The US dollar will be heading in that direction too, what with the US treasury printing money to fund their recovery (sic).
If they do honour ..... huh , i'll be a multi millionaire .... my grandpa leaves me a whole gunny sack of them .....
There are many differences between the US dollar today and the Japanese occupation currency. The most important is that the currency of today are mostly electronic money. If I am not mistaken all the US paper currency today constitutes less than 1% of the US currency circulating around the world. In other words there is no physical printing of US dollars to pay for what the US buys.Secondly, whether we like it or not the US is still the world's leader in cutting edge technology. Intel, AMD, Monsanto have no equals. Another big difference the US is not an occupied country bent to the will of its conqueror. The demise of the Yanks have been greatly exaggerated.

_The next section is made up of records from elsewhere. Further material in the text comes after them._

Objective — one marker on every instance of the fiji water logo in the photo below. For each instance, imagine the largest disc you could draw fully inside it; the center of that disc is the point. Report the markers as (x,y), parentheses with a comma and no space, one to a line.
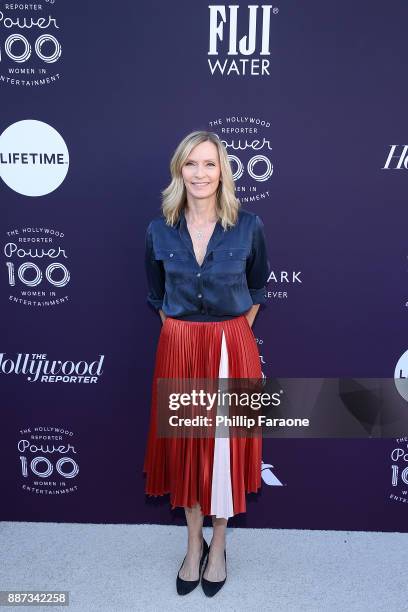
(250,53)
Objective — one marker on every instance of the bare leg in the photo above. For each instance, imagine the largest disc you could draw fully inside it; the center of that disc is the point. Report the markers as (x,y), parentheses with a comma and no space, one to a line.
(215,570)
(190,568)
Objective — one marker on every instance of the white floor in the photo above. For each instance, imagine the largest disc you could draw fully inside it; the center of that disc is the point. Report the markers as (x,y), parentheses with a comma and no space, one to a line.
(133,567)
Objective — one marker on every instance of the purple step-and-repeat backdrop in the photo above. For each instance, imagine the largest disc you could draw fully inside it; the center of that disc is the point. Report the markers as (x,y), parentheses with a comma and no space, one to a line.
(310,100)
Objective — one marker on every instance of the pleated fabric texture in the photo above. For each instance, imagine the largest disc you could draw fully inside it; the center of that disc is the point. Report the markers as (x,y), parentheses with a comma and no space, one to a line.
(183,467)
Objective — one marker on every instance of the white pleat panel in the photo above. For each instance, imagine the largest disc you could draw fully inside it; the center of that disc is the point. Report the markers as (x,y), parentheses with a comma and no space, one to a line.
(221,491)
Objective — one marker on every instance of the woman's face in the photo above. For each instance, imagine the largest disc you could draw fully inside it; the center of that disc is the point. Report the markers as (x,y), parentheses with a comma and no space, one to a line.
(202,171)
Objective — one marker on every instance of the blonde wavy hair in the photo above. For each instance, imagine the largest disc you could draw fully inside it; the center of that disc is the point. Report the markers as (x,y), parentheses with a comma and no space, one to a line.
(174,196)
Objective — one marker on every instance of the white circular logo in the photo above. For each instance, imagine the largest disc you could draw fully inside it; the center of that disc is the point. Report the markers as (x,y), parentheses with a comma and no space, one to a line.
(400,375)
(34,158)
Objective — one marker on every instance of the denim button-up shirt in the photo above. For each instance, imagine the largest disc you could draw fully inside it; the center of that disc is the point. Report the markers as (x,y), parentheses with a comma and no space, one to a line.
(230,280)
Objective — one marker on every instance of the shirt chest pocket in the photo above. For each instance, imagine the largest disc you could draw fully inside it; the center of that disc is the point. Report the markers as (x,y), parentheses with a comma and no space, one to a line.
(229,261)
(175,262)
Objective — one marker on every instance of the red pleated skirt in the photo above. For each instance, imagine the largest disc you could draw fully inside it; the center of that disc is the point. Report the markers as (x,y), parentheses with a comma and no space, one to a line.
(183,467)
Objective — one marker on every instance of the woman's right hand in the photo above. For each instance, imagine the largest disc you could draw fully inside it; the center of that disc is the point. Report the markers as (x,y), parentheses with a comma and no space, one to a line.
(162,316)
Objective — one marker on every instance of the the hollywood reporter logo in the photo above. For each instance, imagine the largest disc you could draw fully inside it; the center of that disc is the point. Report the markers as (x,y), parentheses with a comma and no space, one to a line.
(397,158)
(37,368)
(254,20)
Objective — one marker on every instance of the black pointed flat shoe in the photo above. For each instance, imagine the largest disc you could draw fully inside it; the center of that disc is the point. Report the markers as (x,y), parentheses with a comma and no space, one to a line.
(186,586)
(210,587)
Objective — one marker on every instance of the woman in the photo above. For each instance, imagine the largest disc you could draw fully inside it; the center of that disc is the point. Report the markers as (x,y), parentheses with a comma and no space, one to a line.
(207,267)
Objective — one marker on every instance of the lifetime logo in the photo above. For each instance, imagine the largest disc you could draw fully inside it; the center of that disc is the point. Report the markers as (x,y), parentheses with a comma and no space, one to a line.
(397,158)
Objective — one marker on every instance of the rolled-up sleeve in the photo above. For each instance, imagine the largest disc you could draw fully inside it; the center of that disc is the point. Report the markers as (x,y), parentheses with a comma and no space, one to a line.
(154,273)
(258,266)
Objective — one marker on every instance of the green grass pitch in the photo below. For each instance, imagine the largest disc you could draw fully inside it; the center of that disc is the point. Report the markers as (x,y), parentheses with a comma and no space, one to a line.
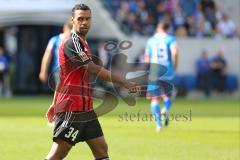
(209,131)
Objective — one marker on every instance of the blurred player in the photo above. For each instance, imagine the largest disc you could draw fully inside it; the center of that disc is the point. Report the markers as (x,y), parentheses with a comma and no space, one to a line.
(161,49)
(73,96)
(52,51)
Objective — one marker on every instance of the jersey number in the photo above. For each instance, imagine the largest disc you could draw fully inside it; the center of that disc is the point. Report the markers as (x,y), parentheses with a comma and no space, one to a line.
(72,134)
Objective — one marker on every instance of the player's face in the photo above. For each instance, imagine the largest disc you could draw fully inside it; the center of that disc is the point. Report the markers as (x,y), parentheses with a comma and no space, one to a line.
(82,21)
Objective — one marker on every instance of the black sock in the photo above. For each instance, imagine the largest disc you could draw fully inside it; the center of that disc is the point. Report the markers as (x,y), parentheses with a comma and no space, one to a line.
(103,158)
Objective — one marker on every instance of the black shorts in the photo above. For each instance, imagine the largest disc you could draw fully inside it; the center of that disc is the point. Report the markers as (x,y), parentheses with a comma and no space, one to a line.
(70,127)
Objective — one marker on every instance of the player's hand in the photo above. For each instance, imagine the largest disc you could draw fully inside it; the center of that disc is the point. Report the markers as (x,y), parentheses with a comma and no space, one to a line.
(43,76)
(132,87)
(50,115)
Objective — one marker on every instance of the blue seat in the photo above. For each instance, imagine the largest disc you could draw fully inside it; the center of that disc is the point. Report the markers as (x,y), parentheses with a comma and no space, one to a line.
(231,82)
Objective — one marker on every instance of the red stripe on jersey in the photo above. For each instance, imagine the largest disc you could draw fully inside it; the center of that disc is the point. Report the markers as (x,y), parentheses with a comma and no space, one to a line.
(73,91)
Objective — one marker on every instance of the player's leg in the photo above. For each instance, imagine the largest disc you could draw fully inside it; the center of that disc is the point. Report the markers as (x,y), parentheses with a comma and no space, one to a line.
(59,150)
(99,148)
(155,109)
(167,100)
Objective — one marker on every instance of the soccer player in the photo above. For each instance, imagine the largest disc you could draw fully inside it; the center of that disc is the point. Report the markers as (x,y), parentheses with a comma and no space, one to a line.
(73,95)
(52,51)
(161,49)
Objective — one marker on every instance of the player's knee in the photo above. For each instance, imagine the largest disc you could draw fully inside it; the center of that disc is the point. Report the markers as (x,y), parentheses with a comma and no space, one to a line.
(101,152)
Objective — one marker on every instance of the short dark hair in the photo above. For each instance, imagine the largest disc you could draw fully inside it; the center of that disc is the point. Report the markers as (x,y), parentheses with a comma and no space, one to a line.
(80,6)
(163,25)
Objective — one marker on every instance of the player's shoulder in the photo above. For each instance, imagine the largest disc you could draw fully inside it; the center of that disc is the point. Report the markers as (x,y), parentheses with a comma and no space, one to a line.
(73,42)
(55,38)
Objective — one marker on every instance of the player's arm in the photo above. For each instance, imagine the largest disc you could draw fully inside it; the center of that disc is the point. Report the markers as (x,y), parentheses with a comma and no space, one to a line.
(174,52)
(106,75)
(46,62)
(74,50)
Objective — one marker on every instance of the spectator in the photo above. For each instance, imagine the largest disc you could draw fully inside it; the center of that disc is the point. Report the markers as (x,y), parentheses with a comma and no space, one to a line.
(226,27)
(187,17)
(3,71)
(203,73)
(208,8)
(218,67)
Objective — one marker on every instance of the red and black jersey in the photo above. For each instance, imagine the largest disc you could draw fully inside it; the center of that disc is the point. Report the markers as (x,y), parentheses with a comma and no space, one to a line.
(73,92)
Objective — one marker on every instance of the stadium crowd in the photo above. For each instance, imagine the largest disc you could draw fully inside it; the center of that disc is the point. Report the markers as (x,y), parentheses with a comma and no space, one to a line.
(195,18)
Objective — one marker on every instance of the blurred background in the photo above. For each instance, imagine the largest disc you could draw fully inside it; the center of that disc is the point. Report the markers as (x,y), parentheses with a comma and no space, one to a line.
(207,78)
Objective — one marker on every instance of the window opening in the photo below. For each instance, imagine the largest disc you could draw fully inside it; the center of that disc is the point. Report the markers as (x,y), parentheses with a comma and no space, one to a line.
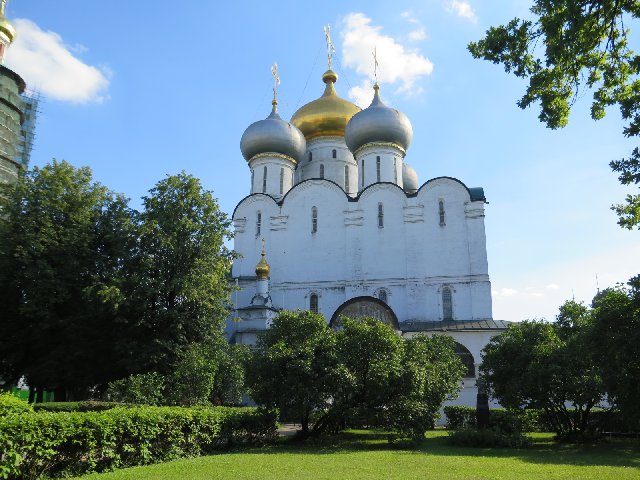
(264,180)
(395,170)
(314,220)
(382,295)
(346,178)
(313,303)
(447,307)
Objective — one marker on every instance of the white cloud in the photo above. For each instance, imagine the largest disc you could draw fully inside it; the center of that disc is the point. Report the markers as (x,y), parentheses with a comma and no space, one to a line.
(48,65)
(462,8)
(397,64)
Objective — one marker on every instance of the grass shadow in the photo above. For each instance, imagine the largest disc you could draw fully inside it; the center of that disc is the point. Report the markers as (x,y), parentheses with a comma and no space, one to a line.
(613,452)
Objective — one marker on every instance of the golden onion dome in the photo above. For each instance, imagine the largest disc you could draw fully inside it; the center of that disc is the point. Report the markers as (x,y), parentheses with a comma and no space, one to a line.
(262,268)
(326,116)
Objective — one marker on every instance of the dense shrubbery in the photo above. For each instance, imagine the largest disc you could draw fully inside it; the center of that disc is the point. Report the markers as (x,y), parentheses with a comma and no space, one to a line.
(488,438)
(12,405)
(530,420)
(62,443)
(84,406)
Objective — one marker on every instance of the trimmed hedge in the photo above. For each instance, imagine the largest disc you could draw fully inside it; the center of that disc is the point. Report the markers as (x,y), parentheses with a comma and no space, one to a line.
(62,444)
(529,420)
(83,406)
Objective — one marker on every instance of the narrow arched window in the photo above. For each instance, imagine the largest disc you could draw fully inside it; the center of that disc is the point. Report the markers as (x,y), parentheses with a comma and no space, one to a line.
(395,170)
(382,295)
(466,358)
(281,180)
(346,178)
(313,303)
(258,223)
(314,220)
(264,179)
(447,307)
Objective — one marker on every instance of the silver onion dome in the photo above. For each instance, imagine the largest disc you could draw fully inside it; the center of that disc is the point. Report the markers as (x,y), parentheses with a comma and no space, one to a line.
(273,135)
(409,179)
(378,123)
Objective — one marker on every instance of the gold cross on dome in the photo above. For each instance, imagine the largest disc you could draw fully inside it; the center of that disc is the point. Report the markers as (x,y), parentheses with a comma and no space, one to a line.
(375,63)
(330,48)
(276,82)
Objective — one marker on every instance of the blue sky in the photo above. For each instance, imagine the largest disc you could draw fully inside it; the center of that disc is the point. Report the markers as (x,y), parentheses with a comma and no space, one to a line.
(138,90)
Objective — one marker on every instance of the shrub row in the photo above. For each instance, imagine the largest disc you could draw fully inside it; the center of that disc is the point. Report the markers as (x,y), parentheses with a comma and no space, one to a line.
(62,444)
(531,420)
(83,406)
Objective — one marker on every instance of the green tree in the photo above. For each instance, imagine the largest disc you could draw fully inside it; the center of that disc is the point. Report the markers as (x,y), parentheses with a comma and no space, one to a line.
(180,293)
(431,374)
(63,242)
(571,46)
(616,343)
(535,364)
(293,366)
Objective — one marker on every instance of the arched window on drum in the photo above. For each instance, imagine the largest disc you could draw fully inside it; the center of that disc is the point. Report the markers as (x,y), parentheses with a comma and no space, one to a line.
(467,360)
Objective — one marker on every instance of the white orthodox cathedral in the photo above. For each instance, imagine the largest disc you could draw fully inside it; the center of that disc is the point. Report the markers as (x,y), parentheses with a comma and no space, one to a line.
(339,224)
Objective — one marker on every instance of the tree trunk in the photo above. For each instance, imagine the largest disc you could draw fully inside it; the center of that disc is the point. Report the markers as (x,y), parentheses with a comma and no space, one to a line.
(482,410)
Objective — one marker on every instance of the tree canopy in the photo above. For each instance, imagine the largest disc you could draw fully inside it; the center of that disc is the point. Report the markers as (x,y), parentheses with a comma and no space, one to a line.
(568,47)
(93,291)
(362,372)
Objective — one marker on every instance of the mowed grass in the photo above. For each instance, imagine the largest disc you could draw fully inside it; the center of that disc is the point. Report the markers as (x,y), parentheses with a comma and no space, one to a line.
(368,455)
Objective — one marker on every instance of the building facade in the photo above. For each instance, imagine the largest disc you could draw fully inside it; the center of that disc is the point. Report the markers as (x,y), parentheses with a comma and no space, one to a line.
(348,230)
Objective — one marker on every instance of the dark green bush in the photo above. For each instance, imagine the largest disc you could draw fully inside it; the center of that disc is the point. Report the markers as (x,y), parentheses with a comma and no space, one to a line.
(84,406)
(12,405)
(488,438)
(460,417)
(62,444)
(528,420)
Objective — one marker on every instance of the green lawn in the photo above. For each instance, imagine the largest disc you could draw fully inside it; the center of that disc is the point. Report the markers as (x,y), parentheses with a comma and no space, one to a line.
(357,454)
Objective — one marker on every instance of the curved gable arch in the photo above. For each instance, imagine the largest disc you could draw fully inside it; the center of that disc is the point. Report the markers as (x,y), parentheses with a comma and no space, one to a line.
(365,306)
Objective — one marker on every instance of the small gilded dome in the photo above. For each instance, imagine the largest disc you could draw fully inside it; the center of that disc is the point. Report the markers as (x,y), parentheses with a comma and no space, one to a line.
(409,179)
(273,135)
(326,116)
(378,123)
(262,268)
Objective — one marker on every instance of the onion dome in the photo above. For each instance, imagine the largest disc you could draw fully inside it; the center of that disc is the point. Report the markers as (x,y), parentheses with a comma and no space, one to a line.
(326,116)
(273,135)
(263,268)
(409,179)
(378,124)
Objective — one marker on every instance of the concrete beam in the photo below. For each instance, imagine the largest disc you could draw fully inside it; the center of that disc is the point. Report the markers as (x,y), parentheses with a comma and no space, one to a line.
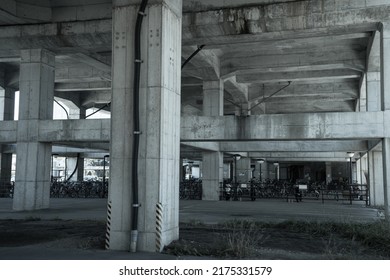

You have an overly simplistic view of the situation we are facing.While i agree that the US is a benign superpower, it doesn't detract from the fact that they are now printing money to dig themselves out of the recession to the tune of 1.4trillion.This is on top of the ever increasing national debt of several trillions.A recent study shows that the excesses of the last few years due to creative derivatives has left a tangled web of something like a US300 trillion left to be resolved! You must understand that money supply is tied to the physical aspect of the currency too.There is an article in the economist pertaining to this and has created angst among countries holding the currency in their reserves particulary the chinese who have been complaining quite vocally over the wanton printing of money by the US.The fact that the US is under credit watch underpins this fact.There are parallels to be drawn albeit under different circumstances as to the what the japs did and what is happening now.Your point of the US leading in IT is valid but the erosion of its manufacturing base has a greater significance to what ails the country today.